Cristalina (IX)
É maçaranduba o pau de que é feito o cabo da enxada? Mesmo que de bambu, o desfecho não seria diferente. Sem largar da obsessão da cornitude, o homenzito cansara de ser plateia. De modo não mais passivo, desceu da gávea (relevem-me a figuração novamente neste blog) e, travestido de caçador sem espingarda, crispou-se na tocaia, atrás do tronco de árvore mais grosso e cúmplice. A seu turno, a caça percorria o trajeto de todos os dias, montado na bicicleta com a cestinha de livros repletos de poesia.
A pancada inaugural e contundente trincou o peito do ciclista, que não mais lograra se recompor, uma vez que, além de coxo de nascença (como firmar as pernas trêmulas?), o ar lhe fugia dos pulmões perfurados pela ação de ossos partidos e fora de conjuntura, verdadeiros punhais a formar desenho macabro de um joguinho da minha infância.

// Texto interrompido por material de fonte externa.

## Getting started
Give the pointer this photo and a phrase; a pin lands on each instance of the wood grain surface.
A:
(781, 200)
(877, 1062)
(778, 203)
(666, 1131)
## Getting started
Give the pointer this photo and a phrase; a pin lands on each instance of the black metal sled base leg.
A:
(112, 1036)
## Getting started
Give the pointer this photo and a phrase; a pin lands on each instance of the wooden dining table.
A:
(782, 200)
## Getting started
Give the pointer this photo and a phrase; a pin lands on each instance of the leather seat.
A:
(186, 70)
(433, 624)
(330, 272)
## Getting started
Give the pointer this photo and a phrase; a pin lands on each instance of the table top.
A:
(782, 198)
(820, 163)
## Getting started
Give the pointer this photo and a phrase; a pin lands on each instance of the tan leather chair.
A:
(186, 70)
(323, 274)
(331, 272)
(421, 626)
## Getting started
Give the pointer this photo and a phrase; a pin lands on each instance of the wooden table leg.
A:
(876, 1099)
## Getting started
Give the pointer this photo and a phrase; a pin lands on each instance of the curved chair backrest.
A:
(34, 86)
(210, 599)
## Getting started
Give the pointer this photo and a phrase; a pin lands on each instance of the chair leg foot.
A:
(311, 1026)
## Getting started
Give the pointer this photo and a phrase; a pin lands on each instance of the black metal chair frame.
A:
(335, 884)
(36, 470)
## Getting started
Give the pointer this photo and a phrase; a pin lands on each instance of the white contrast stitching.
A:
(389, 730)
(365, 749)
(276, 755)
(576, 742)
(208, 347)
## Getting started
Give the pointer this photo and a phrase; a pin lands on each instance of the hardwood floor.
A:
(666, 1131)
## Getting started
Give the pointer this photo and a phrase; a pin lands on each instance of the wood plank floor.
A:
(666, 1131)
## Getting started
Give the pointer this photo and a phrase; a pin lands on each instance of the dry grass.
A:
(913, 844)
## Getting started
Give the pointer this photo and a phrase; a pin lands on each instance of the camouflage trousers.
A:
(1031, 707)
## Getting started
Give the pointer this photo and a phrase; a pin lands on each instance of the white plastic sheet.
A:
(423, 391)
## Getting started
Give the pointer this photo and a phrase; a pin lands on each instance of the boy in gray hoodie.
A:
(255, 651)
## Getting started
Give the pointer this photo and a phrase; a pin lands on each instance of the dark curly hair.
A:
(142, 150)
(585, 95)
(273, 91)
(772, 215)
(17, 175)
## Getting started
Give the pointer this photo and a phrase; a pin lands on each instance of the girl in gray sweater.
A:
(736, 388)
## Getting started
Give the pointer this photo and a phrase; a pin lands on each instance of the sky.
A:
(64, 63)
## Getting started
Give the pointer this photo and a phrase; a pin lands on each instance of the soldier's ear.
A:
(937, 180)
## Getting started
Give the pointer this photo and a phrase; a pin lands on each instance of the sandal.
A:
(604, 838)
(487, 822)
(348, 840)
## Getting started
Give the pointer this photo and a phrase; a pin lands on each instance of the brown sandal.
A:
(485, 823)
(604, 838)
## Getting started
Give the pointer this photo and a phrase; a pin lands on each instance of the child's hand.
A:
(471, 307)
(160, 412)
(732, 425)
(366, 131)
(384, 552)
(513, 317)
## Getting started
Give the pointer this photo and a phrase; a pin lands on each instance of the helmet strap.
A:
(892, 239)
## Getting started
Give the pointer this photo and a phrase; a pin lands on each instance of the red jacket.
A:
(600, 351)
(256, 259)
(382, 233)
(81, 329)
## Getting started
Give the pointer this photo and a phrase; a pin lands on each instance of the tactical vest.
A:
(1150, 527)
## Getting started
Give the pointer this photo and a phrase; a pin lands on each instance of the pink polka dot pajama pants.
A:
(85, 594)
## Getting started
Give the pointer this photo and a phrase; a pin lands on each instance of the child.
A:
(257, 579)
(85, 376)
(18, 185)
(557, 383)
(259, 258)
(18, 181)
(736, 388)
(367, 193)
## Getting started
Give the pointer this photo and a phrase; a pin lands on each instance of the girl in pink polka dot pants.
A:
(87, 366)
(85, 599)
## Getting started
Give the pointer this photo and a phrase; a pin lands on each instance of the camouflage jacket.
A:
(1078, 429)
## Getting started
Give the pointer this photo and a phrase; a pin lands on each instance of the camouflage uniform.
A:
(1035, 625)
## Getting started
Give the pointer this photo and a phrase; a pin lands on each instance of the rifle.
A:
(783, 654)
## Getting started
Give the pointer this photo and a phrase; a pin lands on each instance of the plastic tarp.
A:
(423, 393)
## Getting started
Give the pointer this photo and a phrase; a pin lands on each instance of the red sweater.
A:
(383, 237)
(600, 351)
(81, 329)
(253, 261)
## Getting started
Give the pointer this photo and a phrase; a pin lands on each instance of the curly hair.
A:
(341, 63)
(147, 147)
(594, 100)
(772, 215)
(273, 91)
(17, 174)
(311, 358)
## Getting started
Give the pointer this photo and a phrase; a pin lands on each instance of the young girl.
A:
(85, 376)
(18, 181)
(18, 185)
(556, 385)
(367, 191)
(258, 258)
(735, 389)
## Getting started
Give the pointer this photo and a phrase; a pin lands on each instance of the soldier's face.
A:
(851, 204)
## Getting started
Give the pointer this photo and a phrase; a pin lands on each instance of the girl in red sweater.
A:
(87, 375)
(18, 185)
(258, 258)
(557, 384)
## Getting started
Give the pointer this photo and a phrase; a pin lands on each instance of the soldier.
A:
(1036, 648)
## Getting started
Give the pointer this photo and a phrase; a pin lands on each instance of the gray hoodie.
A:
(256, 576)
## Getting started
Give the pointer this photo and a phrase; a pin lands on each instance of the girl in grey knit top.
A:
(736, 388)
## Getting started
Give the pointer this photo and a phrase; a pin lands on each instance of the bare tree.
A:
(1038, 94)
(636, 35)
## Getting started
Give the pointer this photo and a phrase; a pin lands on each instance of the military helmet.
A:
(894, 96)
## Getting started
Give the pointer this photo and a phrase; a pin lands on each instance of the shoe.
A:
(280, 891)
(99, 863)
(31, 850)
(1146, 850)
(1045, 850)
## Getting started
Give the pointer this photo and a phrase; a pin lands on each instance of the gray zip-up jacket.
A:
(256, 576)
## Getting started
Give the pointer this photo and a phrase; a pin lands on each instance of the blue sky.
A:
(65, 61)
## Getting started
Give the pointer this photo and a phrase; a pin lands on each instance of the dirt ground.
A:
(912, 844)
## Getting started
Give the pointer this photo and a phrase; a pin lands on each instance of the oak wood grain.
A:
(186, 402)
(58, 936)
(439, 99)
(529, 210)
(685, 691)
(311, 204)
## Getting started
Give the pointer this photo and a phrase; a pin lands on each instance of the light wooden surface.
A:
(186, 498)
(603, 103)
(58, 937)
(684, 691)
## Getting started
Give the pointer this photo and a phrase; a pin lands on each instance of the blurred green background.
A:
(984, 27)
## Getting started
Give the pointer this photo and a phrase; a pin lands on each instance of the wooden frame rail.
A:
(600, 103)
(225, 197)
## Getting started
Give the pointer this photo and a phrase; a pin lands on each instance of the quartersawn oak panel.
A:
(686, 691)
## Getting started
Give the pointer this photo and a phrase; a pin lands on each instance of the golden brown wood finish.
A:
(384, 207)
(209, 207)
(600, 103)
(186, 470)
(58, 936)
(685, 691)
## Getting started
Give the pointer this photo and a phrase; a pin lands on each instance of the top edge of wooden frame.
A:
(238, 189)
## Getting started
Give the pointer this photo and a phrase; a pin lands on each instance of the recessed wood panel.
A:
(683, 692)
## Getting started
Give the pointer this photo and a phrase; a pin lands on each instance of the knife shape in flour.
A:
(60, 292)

Por acaso espectadores privilegiados da emboscada, teríamos assistido aos golpes desferidos pelo Zé Lobó no tórax do impertinente admirador de mulher comprometida, os quais, pela virulência e estrago, chocaram os veteranos e calejados paramédicos da ambulância que transportara para Brasília a vítima, desde o início da viagem sem veio poético, quilômetros adiante sem veia nem nada, apenas um corpo destinado à necropsia.